SIPGN Wajib Diterapkan, Kebijakan Kepala BGN Baru Tuai Beragam Respons dari SPPG

2 Min Read
Kebijakan baru kepala BGN, Sudaryono soal SIPGN (foto: tangkapan layar)

Jos ini, semua harus pakai SIPGN… biar satu data untuk Negeri Indonesia berdaulat

MAGELANG, DMNETWORK – Kebijakan Kepala Badan Gizi Nasional (BGN) yang baru terkait kewajiban penggunaan Sistem Informasi Pengelolaan Gizi Nasional (SIPGN) mulai menuai beragam tanggapan dari para pengelola Satuan Pelayanan Pemenuhan Gizi (SPPG) di berbagai daerah.
Kepala BGN, Sudaryono, menyampaikan bahwa dari sekitar 27 ribu SPPG yang telah terbentuk di Indonesia, baru sebagian yang menerapkan SIPGN sebagai sistem pelaporan dan pengelolaan data. Pemerintah mendorong seluruh SPPG segera mengadopsi aplikasi tersebut agar data dapat terintegrasi dalam satu sistem nasional.
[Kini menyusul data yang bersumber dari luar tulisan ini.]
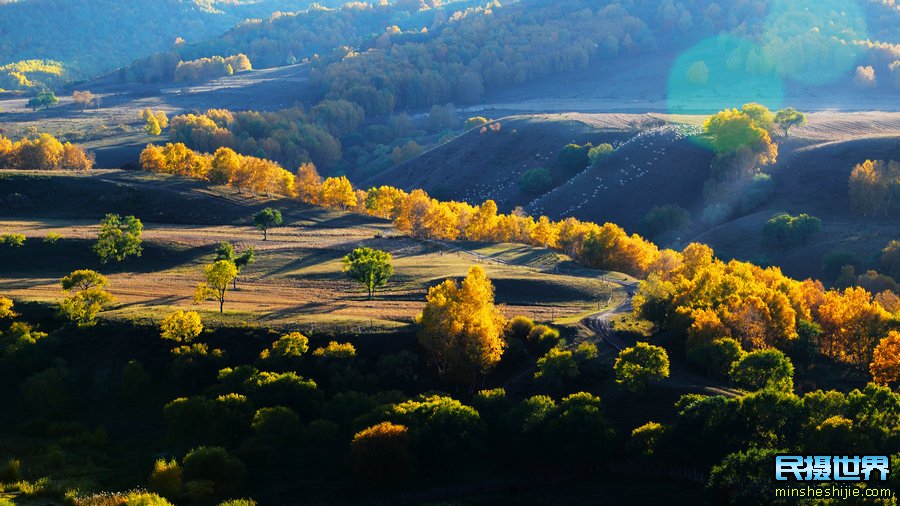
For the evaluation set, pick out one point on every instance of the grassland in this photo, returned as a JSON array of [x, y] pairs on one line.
[[297, 280]]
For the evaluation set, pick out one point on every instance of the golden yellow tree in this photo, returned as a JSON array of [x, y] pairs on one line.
[[308, 184], [461, 328], [885, 366], [337, 192]]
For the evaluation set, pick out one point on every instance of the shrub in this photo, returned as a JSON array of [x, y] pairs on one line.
[[52, 238], [598, 154], [764, 370], [543, 338], [381, 452], [645, 439], [13, 240], [214, 465], [336, 350], [288, 346], [165, 479], [11, 472], [716, 356], [181, 326], [519, 327], [640, 364], [535, 181]]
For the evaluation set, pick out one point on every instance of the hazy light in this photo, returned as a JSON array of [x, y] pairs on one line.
[[811, 41], [715, 75]]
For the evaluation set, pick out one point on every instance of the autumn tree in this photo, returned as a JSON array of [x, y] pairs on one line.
[[381, 452], [182, 327], [461, 329], [308, 184], [372, 268], [266, 219], [873, 188], [119, 238], [788, 118], [84, 98], [885, 366], [45, 99], [86, 296], [640, 364], [219, 276], [337, 193]]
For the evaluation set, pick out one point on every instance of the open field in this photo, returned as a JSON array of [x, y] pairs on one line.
[[297, 278]]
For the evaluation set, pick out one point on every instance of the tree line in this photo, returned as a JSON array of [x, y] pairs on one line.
[[43, 152]]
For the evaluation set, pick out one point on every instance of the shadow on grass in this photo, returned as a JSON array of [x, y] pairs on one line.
[[39, 259]]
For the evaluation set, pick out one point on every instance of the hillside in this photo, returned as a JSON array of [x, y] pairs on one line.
[[661, 166], [297, 276], [90, 37]]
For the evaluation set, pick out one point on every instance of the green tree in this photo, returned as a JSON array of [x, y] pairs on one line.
[[788, 118], [640, 364], [119, 238], [218, 276], [226, 251], [266, 219], [152, 126], [45, 99], [370, 267], [764, 370], [181, 327]]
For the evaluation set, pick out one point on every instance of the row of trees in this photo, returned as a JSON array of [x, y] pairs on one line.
[[607, 246], [290, 136], [43, 152], [712, 302], [204, 69]]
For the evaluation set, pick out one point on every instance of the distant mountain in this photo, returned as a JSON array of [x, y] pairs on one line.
[[89, 37]]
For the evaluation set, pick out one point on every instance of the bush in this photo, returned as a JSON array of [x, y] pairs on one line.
[[214, 465], [11, 472], [336, 350], [165, 479], [764, 370], [542, 338], [13, 240], [52, 238], [645, 439], [598, 154], [786, 230], [535, 181], [716, 356], [381, 453]]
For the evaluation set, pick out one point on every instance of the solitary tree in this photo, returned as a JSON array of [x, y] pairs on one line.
[[181, 327], [119, 238], [885, 366], [372, 268], [638, 365], [152, 126], [226, 251], [461, 329], [87, 296], [788, 118], [218, 276], [45, 99], [266, 219]]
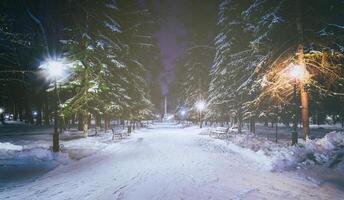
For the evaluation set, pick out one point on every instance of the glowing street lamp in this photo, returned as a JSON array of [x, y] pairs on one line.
[[200, 106], [2, 119], [299, 75], [54, 70]]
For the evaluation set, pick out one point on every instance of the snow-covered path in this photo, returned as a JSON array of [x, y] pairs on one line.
[[166, 162]]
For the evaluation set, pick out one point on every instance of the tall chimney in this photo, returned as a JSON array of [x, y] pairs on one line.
[[165, 106]]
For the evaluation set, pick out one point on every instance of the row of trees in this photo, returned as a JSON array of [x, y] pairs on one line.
[[106, 42], [257, 42], [108, 46]]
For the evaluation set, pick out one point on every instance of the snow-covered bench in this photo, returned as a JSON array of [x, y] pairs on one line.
[[118, 134], [219, 132]]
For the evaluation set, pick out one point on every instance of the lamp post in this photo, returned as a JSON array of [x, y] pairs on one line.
[[200, 105], [2, 118], [53, 69], [299, 74]]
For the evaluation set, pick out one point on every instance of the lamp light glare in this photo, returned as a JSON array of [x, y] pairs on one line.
[[200, 105]]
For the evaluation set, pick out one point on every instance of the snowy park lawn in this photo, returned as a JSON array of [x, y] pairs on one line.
[[163, 162]]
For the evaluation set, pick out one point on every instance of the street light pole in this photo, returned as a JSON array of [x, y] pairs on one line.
[[200, 119], [56, 145], [294, 134]]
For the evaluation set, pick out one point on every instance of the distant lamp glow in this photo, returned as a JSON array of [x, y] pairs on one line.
[[53, 69], [200, 105]]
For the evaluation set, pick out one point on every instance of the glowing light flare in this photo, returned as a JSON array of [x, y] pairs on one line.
[[201, 105], [298, 72]]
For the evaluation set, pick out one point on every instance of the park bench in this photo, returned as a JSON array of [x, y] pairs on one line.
[[118, 134], [220, 132]]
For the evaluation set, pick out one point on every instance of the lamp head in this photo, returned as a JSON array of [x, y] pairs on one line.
[[201, 105]]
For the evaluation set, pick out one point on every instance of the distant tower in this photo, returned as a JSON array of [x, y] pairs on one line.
[[165, 106]]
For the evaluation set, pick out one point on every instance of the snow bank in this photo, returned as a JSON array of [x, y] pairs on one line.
[[6, 146], [327, 151]]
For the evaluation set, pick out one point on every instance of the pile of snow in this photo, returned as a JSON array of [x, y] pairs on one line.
[[34, 156], [6, 146], [327, 151]]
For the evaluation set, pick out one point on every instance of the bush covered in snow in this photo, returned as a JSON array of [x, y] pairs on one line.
[[16, 155], [327, 151]]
Kebijakan ini memicu diskusi di kalangan admin SPPG. Berbagai komentar membanjiri unggahan akun media sosial Darmedia Network, baik berupa dukungan maupun masukan terhadap implementasi aplikasi tersebut.
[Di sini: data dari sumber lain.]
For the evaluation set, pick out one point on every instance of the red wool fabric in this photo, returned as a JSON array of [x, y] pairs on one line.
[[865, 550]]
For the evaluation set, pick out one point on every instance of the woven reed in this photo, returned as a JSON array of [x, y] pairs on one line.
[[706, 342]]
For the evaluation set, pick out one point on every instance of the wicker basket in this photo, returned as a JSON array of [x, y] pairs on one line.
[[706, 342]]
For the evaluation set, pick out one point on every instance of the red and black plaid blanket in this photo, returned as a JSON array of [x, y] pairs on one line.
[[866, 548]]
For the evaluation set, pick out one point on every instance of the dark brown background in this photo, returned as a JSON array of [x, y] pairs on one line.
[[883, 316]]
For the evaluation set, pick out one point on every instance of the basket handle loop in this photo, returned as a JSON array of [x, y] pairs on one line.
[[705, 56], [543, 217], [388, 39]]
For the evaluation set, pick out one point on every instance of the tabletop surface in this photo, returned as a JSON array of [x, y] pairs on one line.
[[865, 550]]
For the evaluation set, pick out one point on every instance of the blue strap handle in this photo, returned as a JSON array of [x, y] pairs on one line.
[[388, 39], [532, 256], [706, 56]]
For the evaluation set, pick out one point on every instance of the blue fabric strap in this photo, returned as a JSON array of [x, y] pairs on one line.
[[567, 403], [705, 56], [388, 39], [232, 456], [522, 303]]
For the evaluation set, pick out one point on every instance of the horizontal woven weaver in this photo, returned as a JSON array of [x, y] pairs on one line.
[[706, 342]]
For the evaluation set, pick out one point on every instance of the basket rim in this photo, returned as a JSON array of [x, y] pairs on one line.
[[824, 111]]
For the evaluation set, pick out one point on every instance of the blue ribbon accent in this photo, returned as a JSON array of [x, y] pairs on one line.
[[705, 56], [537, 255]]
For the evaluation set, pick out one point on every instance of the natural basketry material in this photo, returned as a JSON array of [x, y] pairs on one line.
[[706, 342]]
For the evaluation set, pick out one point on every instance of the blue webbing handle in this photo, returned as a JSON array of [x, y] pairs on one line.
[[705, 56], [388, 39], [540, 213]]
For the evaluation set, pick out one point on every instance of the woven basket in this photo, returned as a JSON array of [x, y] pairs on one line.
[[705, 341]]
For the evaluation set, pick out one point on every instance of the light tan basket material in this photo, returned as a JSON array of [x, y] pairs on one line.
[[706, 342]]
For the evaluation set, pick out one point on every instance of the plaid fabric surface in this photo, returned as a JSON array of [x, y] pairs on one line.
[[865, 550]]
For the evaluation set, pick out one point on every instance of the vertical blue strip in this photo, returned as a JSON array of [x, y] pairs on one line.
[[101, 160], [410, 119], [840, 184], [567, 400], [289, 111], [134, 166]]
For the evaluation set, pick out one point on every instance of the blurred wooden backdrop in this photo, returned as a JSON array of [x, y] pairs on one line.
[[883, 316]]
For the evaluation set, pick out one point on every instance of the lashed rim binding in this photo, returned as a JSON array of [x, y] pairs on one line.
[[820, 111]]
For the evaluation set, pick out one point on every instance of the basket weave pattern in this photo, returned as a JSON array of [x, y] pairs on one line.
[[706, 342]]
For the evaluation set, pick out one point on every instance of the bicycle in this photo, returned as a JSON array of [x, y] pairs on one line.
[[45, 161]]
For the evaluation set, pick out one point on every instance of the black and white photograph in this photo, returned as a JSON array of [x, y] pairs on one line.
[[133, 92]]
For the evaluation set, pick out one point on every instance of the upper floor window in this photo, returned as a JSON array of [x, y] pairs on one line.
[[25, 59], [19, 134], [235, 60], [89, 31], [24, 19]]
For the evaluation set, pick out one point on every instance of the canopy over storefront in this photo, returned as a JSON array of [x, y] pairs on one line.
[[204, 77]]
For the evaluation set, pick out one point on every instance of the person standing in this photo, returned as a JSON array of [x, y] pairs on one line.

Salah satu dukungan datang dari akun @Driver_Gabut yang menuliskan:
“Jos ini, semua harus pakai SIPGN… biar satu data untuk Negeri Indonesia berdaulat, bersistem monokratif dan by aplikasi. Inilah Kepala BGN yang baru, perubahan total dan masif untuk perbaikan gizi anak bangsa.”
Menurutnya, penerapan satu sistem pelaporan merupakan langkah yang tepat untuk menciptakan data nasional yang terintegrasi. Ia juga menilai akan menjadi nilai tambah apabila aplikasi SIPGN benar-benar dikembangkan oleh talenta dalam negeri sebagai wujud kemandirian teknologi Indonesia.
Meski demikian, sejumlah admin SPPG juga menyampaikan beberapa kendala yang masih ditemui di lapangan. Di antaranya adalah masih adanya bug atau gangguan teknis pada aplikasi yang dinilai perlu segera disempurnakan oleh tim pengembang agar proses pelaporan berjalan lebih optimal.
Selain itu, kondisi jaringan internet di sejumlah wilayah juga masih menjadi tantangan. Koneksi yang belum stabil menyebabkan proses penginputan data kerap mengalami hambatan, terutama bagi SPPG yang berada di daerah dengan keterbatasan akses internet.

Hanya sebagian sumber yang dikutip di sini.